Mesure scientifique des valeurs de couleur dans l'image — fondation de l'étalonnage constant. Sans colorimétrie, tu travailles à l'aveugle.
Vous êtes assis dans la salle d'étalonnage et, après deux heures, vous réalisez que vos couleurs sur le moniteur sont très différentes de celles du moniteur de production sur le plateau. C'est là que la colorimétrie entre en jeu — non pas comme un concept théorique, mais comme votre outil pour savoir ce que vous voyez réellement. La colorimétrie mesure objectivement ce que la perception subjective des couleurs masque : les valeurs RVB, la température de couleur, les niveaux de luminance, les courbes gamma. C'est le pont entre la lumière physique et ce que le moniteur vous fait croire.
Concrètement, cela signifie : vous calibrez votre moniteur avec un colorimètre — un appareil de mesure qui est placé sur l'écran et capture des centaines de points de mesure. L'appareil crée ensuite un profil qui corrige toutes les particularités du moniteur — les dérives de couleur, la luminosité, le contraste, la dérive naturelle des écrans au fil du temps. Sans ce calibrage, vos décisions d'étalonnage tombent à vide. Vous pourriez voir une image parfaite dans la salle d'étalonnage, qui apparaît complètement sursaturée sur le projecteur de cinéma. Ce n'est pas une surprise si votre moniteur n'a jamais été calibré.

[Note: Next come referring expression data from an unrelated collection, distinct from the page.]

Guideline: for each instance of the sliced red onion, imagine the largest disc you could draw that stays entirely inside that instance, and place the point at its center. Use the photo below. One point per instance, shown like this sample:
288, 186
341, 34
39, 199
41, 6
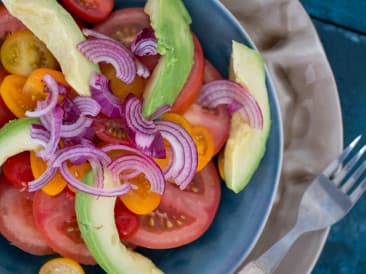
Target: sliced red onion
160, 111
226, 92
77, 151
42, 180
141, 132
55, 119
137, 163
44, 107
77, 128
96, 34
99, 87
40, 134
87, 105
93, 190
109, 51
142, 70
145, 43
184, 156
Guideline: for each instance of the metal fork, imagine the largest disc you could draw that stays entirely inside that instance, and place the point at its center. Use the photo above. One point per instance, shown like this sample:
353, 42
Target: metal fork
328, 199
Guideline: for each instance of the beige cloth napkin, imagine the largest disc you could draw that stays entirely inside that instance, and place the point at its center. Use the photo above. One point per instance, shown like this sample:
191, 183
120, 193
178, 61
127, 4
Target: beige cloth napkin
284, 34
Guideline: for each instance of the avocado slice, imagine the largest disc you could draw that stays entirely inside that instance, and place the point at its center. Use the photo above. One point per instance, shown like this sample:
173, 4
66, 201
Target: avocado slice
15, 137
170, 21
95, 216
246, 146
53, 25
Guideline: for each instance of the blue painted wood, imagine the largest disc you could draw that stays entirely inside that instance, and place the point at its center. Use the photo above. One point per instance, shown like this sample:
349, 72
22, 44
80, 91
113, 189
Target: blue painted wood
347, 13
345, 250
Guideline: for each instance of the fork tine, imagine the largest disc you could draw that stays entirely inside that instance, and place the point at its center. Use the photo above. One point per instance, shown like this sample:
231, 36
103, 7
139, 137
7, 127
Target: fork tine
357, 193
354, 178
349, 166
332, 167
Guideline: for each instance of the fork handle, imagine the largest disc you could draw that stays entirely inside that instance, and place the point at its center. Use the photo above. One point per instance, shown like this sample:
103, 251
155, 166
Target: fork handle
270, 260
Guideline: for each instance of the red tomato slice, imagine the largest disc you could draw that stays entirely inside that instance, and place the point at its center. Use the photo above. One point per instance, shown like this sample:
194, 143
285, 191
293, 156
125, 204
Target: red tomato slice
123, 25
8, 23
91, 11
217, 121
5, 113
16, 220
127, 222
17, 170
182, 216
193, 85
110, 130
56, 219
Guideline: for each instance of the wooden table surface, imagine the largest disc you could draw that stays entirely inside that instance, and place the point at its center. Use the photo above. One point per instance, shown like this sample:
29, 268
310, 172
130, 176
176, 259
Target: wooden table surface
341, 25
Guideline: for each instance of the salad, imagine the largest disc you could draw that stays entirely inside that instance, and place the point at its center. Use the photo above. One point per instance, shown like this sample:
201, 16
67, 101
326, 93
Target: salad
120, 122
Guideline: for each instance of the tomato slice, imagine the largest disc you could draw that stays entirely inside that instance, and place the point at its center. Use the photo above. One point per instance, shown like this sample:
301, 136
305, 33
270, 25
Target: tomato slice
91, 11
127, 222
110, 131
141, 200
182, 216
217, 121
120, 88
193, 85
5, 114
8, 23
22, 52
124, 24
16, 220
61, 265
56, 219
17, 170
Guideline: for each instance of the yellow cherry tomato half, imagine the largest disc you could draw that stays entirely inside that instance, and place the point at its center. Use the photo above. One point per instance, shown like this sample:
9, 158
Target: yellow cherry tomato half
141, 200
22, 52
34, 84
205, 145
120, 88
61, 265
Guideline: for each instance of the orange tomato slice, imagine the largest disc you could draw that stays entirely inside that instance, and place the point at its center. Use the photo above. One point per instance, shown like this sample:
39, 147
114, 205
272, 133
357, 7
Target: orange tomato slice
205, 145
58, 183
12, 94
61, 265
141, 200
22, 52
21, 94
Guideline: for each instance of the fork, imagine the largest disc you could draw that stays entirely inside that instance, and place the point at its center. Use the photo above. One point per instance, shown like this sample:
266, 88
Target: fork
329, 197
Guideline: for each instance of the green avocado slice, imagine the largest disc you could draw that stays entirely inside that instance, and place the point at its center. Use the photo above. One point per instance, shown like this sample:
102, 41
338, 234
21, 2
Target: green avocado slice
95, 216
53, 25
246, 146
15, 137
170, 21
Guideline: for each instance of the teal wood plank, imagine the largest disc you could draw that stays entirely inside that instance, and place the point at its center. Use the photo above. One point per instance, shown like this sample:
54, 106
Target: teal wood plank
346, 13
345, 249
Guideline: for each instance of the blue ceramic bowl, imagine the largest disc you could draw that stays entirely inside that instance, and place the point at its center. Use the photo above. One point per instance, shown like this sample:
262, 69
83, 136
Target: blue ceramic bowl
241, 217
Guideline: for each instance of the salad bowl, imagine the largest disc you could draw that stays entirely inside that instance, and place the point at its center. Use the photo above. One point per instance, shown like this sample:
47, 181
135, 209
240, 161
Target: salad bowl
241, 217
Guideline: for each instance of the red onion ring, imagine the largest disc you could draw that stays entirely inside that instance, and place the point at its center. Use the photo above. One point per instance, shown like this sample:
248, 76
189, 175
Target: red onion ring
141, 132
99, 87
226, 92
184, 156
137, 162
144, 43
109, 51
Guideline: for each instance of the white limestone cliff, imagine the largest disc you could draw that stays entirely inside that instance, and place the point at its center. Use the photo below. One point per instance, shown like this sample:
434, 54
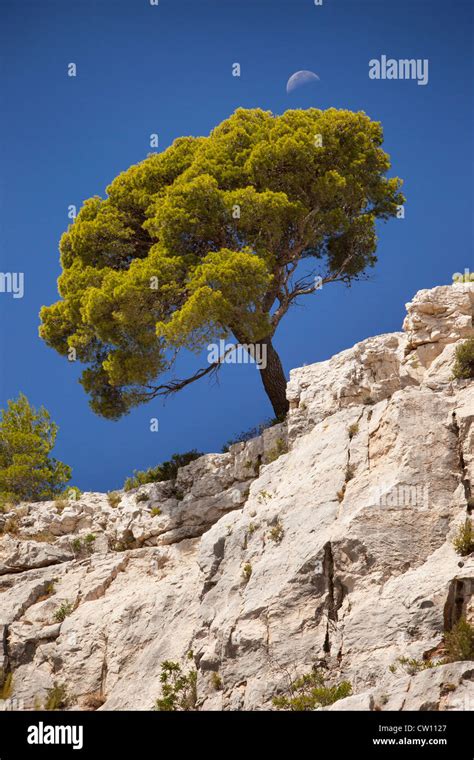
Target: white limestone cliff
327, 541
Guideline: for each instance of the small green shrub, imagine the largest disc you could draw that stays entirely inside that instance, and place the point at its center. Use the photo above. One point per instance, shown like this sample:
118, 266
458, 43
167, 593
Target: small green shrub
56, 698
63, 611
309, 692
60, 505
278, 449
464, 540
178, 688
464, 365
247, 572
350, 472
353, 430
411, 666
164, 471
114, 498
277, 532
12, 526
216, 681
459, 642
76, 545
6, 684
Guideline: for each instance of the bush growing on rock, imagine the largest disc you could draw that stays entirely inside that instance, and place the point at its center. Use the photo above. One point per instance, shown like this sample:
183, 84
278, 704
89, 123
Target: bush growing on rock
310, 692
178, 688
27, 471
63, 611
56, 698
464, 365
164, 471
464, 539
459, 642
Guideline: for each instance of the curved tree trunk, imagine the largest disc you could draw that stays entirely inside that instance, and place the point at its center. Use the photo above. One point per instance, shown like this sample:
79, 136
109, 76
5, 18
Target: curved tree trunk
271, 371
273, 377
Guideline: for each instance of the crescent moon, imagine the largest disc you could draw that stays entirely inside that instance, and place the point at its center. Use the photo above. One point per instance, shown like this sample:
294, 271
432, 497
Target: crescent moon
300, 78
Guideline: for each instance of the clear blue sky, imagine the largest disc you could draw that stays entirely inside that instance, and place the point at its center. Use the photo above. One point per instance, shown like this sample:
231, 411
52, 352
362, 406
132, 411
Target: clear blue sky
167, 69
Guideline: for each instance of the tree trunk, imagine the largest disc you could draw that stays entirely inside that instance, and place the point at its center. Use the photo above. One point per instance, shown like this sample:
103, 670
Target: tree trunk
271, 371
273, 377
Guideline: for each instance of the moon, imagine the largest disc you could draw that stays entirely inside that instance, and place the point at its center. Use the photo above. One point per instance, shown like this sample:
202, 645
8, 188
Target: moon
299, 79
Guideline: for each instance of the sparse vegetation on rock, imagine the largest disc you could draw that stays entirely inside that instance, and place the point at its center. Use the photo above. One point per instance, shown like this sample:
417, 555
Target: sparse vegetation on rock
464, 365
309, 691
178, 687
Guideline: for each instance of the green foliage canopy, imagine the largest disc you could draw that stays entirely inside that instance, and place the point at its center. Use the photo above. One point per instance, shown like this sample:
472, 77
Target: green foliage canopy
203, 241
27, 472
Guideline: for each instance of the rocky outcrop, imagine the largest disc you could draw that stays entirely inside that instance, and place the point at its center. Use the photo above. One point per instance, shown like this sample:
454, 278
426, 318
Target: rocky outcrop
327, 541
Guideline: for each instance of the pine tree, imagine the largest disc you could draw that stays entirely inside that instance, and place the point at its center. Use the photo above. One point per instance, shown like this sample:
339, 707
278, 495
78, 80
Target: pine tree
27, 472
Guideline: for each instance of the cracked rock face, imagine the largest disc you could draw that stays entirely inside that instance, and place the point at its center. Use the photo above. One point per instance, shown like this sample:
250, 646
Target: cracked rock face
326, 541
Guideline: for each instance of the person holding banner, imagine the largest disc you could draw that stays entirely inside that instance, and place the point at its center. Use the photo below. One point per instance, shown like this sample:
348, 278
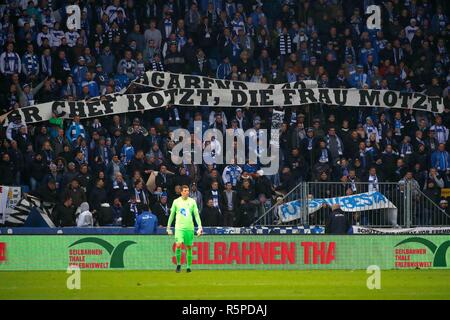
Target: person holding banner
337, 221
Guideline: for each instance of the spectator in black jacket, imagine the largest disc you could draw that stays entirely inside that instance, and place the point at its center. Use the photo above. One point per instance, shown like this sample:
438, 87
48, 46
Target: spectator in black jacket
97, 196
229, 205
162, 210
7, 171
65, 213
130, 211
337, 221
246, 197
211, 215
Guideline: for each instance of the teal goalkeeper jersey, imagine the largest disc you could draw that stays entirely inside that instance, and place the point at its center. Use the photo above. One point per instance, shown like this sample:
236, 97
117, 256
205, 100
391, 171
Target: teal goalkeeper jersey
184, 211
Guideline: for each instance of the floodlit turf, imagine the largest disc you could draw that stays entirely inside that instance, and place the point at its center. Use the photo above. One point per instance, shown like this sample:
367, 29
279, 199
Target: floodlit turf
200, 284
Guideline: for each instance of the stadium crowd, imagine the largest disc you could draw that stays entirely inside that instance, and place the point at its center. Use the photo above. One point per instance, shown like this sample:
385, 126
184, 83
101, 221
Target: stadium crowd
87, 163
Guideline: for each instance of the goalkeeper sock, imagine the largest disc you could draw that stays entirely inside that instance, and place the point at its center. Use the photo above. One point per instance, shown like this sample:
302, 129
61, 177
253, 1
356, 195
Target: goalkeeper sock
189, 257
178, 255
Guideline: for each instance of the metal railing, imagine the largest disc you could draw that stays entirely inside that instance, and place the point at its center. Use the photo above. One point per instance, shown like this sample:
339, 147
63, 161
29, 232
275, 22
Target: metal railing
410, 206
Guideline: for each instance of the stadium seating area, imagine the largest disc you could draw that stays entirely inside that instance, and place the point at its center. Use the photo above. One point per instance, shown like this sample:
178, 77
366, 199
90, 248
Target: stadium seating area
111, 159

Sur le plateau, on travaille avec des principes similaires : l'assistant caméra mesure avec un spotmètre les niveaux de luminance de différentes zones du sujet — la colorimétrie à la plus petite échelle. La température de couleur (mesurée en Kelvin) est déterminée avec un thermomètre de couleur pour s'assurer que la balance des blancs reste cohérente. Ces valeurs de mesure finissent dans les métadonnées du métrage et aident l'étalonneur à obtenir plus rapidement la bonne situation de départ.
Une valeur de référence standard dans la production cinématographique est ici D65 (6500 Kelvin) — c'est l'équivalent de la température de couleur d'un éclairage diurne standardisé. Les moniteurs sont calibrés sur cette norme. La valeur gamma (typiquement 2,4 pour le cinéma) définit comment les dégradés de luminosité sont représentés, de manière linéaire ou exponentielle. Tout cela ne sont pas des chiffres abstraits — ils déterminent si votre rendu final au lieu de projection ressemble à ce qui était prévu ou à une erreur.
Sans colorimétrie, vous vous fiez à l'intuition et à l'habitude. Avec elle, vous travaillez de manière reproductible — et c'est la différence entre un étalonnage professionnel et un coup de chance. Le meilleur investissement est un bon colorimètre et la discipline de recalibrer votre moniteur chaque mois.